The U.S. and Europe are two of Taiwan’s major buyers and recovery of their demand is expected to boost outbound sales by Taiwanese exporters.
In June, the U.S. and Europe placed the second- and third-largest export orders to Taiwan, accounting for 25.2 percent and 17 percent, respectively, of the total export orders, following China and Hong Kong, with a share of 25.4 percent.
Last month, Taiwan’s export orders unexpectedly fell 3.5 percent from a year earlier to NT$35.1 billion after a year-on-year decline of 0.4 percent in May, a 1.1 percent drop in April, a 6.6 percent decrease in March and a 14.5 percent plunge in February.
Sun said that in addition to rising demand from the U.S. and Europe, the traditional peak season effects seen in the second half of the year are expected to boost Taiwan’s exports, adding that it is very likely for Taiwan in July to reverse the declines seen in the past five months.
The Ministry of Economic Affairs (MOEA) said that riding the wave of the peak season, international handheld device vendors are planning to unveil new models in the second half of the year, which could help local suppliers raise their shipments. The MOEA said a hike in international crude oil prices and an increase in petrochemical production could also boost sales of locally made plastic and chemical products.

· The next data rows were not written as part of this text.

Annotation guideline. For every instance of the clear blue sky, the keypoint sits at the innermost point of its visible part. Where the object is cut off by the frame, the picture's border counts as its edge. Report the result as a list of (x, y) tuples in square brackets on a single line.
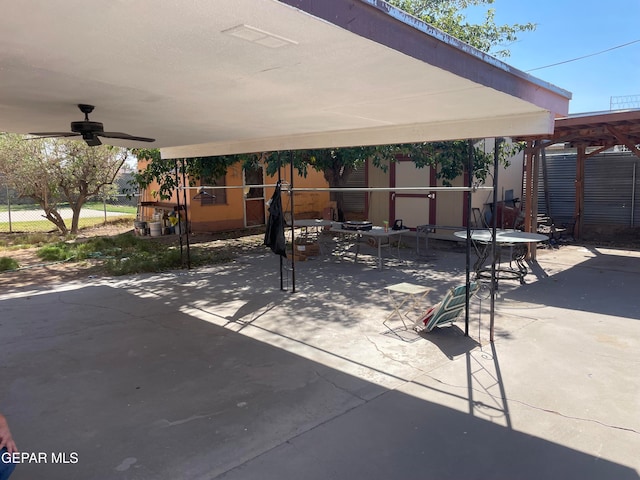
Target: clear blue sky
[(568, 29)]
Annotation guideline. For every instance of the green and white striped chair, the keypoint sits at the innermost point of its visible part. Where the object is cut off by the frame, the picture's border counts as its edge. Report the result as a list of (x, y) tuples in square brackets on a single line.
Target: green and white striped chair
[(446, 311)]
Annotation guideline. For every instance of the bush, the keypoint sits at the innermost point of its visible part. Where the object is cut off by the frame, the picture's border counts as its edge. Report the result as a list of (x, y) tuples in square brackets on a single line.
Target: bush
[(8, 263), (55, 253)]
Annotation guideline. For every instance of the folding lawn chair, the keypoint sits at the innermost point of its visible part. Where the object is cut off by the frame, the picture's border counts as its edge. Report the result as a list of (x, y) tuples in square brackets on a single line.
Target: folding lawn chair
[(451, 306)]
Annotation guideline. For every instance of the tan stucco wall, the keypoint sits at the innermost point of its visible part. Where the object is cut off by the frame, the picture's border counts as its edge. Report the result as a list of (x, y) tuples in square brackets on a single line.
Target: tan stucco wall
[(230, 216)]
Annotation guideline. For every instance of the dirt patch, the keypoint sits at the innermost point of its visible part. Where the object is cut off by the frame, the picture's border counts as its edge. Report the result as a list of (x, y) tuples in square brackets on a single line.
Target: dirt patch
[(34, 271)]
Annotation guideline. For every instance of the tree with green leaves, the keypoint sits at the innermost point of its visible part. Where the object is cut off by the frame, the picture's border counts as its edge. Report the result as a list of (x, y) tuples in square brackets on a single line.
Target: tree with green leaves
[(53, 171), (450, 17)]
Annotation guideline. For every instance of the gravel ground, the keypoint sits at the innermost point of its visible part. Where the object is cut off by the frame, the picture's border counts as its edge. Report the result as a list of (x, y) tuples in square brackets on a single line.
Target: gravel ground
[(33, 271)]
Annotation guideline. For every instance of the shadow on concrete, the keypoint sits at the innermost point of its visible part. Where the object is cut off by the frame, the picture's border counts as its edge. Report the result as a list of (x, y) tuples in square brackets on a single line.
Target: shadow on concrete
[(450, 340), (140, 389), (582, 287)]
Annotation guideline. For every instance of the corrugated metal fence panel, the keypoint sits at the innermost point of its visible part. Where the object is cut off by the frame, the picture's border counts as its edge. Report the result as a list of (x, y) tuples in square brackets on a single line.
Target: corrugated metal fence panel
[(610, 190), (354, 202), (561, 175)]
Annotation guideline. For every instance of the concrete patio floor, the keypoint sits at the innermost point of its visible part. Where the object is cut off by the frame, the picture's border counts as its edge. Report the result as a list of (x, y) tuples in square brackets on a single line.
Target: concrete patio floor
[(217, 373)]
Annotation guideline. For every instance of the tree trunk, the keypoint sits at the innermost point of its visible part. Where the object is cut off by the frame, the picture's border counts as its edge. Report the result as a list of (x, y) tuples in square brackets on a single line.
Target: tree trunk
[(337, 178), (76, 207), (54, 217)]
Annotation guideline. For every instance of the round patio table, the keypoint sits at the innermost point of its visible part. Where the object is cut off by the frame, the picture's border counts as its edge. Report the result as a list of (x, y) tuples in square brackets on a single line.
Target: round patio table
[(514, 239)]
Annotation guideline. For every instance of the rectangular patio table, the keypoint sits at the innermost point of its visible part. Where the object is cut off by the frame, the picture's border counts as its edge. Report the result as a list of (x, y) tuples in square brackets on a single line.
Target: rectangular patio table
[(380, 236)]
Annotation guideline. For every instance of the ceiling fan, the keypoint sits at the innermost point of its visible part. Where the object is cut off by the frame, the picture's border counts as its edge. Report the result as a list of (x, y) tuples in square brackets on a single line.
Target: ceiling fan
[(90, 131)]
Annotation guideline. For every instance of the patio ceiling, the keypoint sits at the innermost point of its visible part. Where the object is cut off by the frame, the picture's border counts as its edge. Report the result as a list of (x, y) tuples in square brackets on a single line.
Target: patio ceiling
[(604, 130), (210, 77)]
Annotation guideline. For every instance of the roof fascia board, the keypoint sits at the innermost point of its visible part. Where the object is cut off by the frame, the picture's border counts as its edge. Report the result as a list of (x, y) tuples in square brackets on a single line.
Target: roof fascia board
[(380, 22), (505, 126)]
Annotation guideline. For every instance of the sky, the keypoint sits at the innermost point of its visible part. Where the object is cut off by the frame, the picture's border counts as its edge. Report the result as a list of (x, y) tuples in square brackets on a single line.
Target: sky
[(568, 29)]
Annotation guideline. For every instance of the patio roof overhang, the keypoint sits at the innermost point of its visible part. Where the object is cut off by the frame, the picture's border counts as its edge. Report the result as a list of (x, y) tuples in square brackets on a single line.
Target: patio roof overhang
[(602, 130), (217, 77)]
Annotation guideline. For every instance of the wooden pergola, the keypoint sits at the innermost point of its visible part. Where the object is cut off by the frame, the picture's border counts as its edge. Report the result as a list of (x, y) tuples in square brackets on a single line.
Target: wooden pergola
[(590, 134)]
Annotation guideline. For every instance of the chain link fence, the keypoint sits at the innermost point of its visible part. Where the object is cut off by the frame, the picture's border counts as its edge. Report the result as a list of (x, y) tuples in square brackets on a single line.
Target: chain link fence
[(23, 215)]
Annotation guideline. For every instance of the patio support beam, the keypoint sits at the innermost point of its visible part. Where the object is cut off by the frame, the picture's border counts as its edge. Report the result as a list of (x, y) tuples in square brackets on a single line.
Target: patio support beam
[(529, 153), (579, 191)]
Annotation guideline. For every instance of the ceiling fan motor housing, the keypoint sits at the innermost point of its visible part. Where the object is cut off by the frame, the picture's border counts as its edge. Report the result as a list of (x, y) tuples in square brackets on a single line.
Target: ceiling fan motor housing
[(86, 127)]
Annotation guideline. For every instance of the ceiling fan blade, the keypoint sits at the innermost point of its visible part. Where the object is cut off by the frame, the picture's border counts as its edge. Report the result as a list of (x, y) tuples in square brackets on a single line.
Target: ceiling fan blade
[(125, 136), (55, 134)]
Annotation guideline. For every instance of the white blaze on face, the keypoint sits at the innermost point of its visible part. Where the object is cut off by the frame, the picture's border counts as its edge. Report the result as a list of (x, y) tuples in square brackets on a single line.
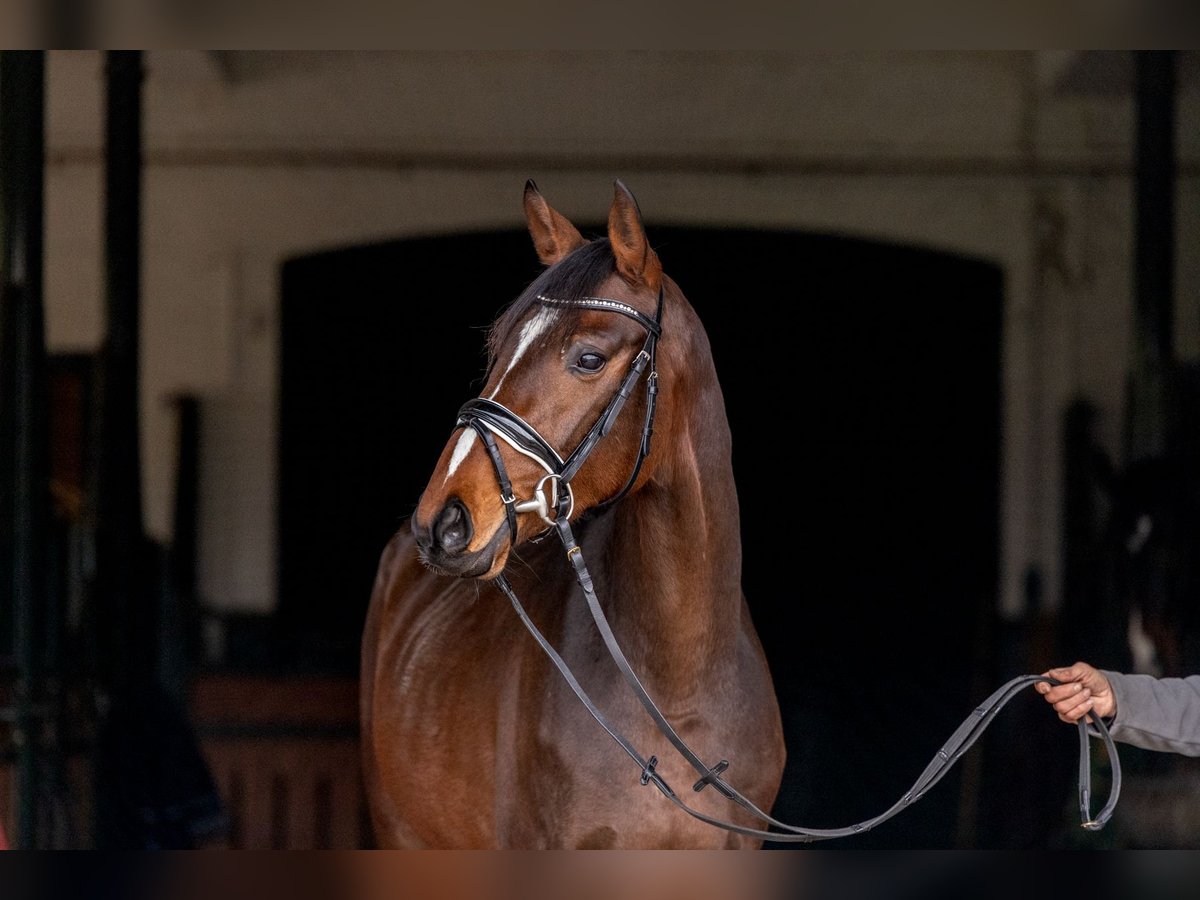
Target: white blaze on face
[(466, 441), (529, 333)]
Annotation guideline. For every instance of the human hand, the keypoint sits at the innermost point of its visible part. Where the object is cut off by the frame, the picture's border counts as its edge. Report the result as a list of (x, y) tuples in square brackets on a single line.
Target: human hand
[(1083, 691)]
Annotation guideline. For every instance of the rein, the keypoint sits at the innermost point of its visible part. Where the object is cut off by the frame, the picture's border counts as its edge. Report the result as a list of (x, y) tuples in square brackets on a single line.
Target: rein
[(491, 420)]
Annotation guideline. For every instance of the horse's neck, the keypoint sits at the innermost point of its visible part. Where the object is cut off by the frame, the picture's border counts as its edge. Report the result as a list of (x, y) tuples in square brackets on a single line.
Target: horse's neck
[(676, 557)]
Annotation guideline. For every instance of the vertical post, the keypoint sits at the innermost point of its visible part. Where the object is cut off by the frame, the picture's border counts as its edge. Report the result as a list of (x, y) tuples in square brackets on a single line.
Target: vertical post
[(120, 582), (124, 615), (25, 508), (1153, 251)]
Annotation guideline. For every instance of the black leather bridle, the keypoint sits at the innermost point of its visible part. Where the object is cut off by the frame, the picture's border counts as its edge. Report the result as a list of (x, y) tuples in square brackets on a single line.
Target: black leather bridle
[(491, 419)]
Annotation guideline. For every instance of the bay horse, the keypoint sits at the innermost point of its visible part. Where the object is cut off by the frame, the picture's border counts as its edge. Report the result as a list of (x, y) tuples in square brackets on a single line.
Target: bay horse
[(471, 738)]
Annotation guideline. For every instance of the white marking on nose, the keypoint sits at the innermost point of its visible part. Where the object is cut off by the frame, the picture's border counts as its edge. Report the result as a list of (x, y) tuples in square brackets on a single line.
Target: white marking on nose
[(466, 441), (529, 333)]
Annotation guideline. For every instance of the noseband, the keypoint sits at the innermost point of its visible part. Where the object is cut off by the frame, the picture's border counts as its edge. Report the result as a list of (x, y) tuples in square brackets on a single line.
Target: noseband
[(491, 420)]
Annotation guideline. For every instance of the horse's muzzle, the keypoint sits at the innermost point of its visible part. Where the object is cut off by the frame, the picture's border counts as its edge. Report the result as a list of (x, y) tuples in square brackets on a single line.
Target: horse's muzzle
[(443, 543)]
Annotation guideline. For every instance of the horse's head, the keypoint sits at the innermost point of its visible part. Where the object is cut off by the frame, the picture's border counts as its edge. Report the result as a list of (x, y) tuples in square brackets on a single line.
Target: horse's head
[(558, 358)]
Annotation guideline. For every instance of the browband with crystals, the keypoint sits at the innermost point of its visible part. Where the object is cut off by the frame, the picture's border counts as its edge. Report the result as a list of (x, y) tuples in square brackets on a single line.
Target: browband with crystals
[(609, 305)]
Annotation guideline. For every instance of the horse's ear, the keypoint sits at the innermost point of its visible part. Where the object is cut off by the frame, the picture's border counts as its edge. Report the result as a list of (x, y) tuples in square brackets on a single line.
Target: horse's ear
[(636, 262), (553, 235)]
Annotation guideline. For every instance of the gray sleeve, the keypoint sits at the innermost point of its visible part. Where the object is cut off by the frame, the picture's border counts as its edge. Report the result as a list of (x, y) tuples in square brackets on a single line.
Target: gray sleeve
[(1157, 713)]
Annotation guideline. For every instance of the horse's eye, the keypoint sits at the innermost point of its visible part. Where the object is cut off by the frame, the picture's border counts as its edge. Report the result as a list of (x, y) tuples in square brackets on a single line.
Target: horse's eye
[(591, 361)]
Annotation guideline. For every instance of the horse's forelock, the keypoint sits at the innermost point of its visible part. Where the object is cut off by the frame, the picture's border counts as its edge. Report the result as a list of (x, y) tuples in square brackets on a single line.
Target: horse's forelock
[(575, 276)]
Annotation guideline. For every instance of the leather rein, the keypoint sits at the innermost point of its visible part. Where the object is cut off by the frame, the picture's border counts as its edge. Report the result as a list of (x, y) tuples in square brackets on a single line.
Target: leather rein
[(492, 420)]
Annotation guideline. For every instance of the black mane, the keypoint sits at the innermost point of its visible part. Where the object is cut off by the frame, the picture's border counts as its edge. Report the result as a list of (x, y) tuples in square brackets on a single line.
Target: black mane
[(577, 275)]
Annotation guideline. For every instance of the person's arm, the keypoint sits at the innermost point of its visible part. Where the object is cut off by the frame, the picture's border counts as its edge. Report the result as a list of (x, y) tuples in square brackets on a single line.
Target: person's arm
[(1152, 713), (1157, 713)]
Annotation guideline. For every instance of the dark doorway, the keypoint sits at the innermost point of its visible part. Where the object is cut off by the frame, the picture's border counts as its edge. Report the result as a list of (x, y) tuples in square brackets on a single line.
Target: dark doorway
[(863, 390)]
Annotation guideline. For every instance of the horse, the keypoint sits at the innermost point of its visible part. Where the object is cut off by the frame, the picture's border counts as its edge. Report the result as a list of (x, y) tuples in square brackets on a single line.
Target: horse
[(471, 739)]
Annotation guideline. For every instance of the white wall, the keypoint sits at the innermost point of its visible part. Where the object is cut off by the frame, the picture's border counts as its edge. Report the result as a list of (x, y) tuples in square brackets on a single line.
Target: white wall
[(282, 154)]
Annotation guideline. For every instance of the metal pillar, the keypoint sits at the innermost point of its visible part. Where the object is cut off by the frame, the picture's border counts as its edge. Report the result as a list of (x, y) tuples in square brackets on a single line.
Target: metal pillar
[(120, 582), (24, 456), (1153, 252)]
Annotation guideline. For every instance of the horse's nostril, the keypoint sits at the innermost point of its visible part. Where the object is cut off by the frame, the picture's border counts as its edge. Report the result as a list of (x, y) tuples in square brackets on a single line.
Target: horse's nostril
[(453, 529)]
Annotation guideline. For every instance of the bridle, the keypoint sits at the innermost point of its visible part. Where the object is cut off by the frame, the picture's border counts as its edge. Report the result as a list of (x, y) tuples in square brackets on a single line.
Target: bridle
[(490, 420)]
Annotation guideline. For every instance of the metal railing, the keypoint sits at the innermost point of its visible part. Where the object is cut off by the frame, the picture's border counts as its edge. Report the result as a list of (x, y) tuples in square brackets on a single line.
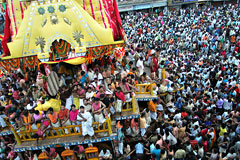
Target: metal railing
[(130, 106), (144, 88), (60, 131)]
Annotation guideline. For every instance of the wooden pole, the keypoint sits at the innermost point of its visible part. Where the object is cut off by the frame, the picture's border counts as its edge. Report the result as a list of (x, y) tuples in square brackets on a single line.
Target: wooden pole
[(16, 136)]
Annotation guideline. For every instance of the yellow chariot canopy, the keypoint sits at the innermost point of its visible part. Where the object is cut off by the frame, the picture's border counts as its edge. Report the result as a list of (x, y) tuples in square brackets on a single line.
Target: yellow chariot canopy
[(46, 22)]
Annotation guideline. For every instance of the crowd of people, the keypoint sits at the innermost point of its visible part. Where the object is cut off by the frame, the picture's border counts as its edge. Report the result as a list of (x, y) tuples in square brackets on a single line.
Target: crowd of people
[(197, 49)]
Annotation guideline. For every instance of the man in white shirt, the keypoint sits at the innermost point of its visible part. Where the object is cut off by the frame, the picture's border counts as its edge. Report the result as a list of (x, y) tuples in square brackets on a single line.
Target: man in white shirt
[(105, 154), (140, 66), (86, 119)]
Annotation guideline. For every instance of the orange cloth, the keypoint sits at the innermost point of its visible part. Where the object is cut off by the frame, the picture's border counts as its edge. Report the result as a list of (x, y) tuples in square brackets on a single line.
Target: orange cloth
[(152, 107), (63, 114), (53, 117), (27, 120), (119, 125)]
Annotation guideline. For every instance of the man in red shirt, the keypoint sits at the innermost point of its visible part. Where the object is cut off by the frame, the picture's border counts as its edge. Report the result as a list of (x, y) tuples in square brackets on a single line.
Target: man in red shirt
[(120, 99), (63, 116)]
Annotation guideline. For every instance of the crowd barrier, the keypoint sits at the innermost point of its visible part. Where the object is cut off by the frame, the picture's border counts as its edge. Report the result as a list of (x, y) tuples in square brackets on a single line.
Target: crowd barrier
[(59, 132)]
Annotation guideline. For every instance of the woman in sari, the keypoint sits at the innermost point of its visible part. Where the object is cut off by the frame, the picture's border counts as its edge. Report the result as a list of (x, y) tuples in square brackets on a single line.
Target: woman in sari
[(97, 108), (154, 64)]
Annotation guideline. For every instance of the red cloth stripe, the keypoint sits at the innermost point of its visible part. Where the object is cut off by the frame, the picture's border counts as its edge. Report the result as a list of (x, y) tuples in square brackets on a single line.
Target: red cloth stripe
[(100, 7), (22, 9), (84, 5), (93, 15), (14, 18)]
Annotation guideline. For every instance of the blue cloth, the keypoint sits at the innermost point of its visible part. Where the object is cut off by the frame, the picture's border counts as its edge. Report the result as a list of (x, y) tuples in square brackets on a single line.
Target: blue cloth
[(139, 148), (83, 79), (152, 147), (157, 153)]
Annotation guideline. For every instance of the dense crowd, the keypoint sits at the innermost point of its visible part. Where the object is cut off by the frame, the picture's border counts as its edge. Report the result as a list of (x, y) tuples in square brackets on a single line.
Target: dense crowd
[(197, 49)]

However, Sun said that HTC Corp., the leading Taiwanese smartphone brand, reported lower-than-expected sales for July, which could have an impact on Taiwan’s total export orders for the month.
HTC’s consolidated sales for July fell 29 percent from a month earlier to NT$15.7 billion (US$523 million) on inventory adjustments.
A survey released by the MOEA showed that 20.1 percent of Taiwanese exporters polled said they expect their orders for July to rise from June, while 23 percent of them said their orders will show a decline.
The survey said about 57 percent of the respondents thought their orders for July will stay little changed from a month earlier.